時代を越えて、恋人になっちゃいました。




「上様、蘭丸でございます」

「入れ」

「はっ」


蘭丸は襖の手前で礼をすると、ゆっくりそれをあけた。



「蘭丸……。後ろの者たちはなんだ? わしはそなたしか呼んでおらぬっ! 」

「上様っ、彼らが見えるのですかっ!? 」



蘭丸が慌てたように立ち上がった。

私とソウも同時に腰を浮かす。



だって、驚いたんだもん。


前に上様にあったときは、私のこと見えてなかったし…。


「上様、これは私から説明しましょう」

「当然だ」


上様は鋭く蘭丸を睨む。
蘭丸はそれに怯むことなく、これまでのことを話し出した。


「……という次第でございます」

「そうか…。ではわしがあのとき感じた気配は間違いではなかったのだな」

「はい」

「ということは、わしの生まれ変わりはこの少年のようだ」

「私もそう感じておりました」

「そなた、名は? 」



上様はソウの方を向いて聞いた。


「翔真と申します」

「そうか。そこの少女が蘭の生まれ変わりなのだったのだな。名は? 」

「蒼空と申します」

「翔真と蒼空か…。ところでなぜわしは前回蒼空が見えなかったのだ? 」

「それは…、あれ? 今日蘭丸ソウのこと、見えたよね」

「あ、ああ」

「あの、上様。私は生まれ変わりの者同士しか見えないと思っていたんですけど…。どうやら違うようです」

「そうだな。まぁよい。とりあえず2人に出会えたのは何かの縁だろうぞ。
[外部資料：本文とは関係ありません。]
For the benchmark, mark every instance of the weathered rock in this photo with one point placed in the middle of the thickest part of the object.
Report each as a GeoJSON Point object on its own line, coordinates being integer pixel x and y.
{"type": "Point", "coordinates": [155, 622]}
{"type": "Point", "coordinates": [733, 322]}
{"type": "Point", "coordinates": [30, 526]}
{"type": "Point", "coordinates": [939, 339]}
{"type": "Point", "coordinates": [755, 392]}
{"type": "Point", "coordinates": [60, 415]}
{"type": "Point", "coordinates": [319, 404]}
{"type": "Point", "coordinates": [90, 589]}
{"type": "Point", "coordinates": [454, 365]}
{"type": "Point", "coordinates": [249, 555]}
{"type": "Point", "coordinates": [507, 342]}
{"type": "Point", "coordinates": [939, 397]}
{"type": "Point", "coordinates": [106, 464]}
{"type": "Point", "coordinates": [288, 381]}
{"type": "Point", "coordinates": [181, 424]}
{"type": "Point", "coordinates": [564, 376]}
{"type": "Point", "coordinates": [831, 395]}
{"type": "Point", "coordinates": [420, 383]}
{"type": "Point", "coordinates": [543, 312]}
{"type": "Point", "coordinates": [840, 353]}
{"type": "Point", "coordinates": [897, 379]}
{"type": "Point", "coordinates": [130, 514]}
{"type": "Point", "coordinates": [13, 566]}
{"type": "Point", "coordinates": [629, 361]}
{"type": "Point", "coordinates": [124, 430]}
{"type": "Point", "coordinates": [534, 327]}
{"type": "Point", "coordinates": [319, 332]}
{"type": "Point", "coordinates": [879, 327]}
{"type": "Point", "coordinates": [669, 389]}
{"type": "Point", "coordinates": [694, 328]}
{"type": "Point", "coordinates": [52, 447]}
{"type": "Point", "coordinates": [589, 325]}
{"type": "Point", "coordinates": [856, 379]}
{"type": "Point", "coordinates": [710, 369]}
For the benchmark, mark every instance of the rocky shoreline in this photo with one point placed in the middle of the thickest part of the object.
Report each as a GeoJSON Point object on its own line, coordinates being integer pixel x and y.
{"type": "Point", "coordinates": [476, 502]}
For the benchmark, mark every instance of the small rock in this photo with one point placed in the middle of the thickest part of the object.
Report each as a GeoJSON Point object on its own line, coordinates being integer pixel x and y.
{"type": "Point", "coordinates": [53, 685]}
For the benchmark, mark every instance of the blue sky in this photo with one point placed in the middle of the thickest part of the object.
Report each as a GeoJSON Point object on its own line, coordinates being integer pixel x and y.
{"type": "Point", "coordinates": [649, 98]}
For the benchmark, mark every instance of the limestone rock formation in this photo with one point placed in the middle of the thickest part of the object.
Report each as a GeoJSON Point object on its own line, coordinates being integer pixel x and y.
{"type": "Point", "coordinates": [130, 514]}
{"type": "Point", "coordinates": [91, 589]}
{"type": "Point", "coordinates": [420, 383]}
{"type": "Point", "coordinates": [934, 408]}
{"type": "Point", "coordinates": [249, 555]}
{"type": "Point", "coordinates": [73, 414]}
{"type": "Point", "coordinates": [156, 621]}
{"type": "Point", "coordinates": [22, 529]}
これからも訪れるがよい」

「はい」

「もちろんです」

「ところで翔真とやら、そなたはわしの生まれ変わりゆえ、わしに敬語は使わなくてもよい」

「本当ですか…? いや、本当か? そうしてくれたらとても嬉しい。何よりあなたと距離が縮まったように感じれるからな」

「うぬ。ではわしはそなたを『翔真』と呼ぼう。そなたはわしを『信長』と呼ぶがいい」

「分かった」






なんだか、男の友情芽生えちゃったんですけど…。


ま、いっか。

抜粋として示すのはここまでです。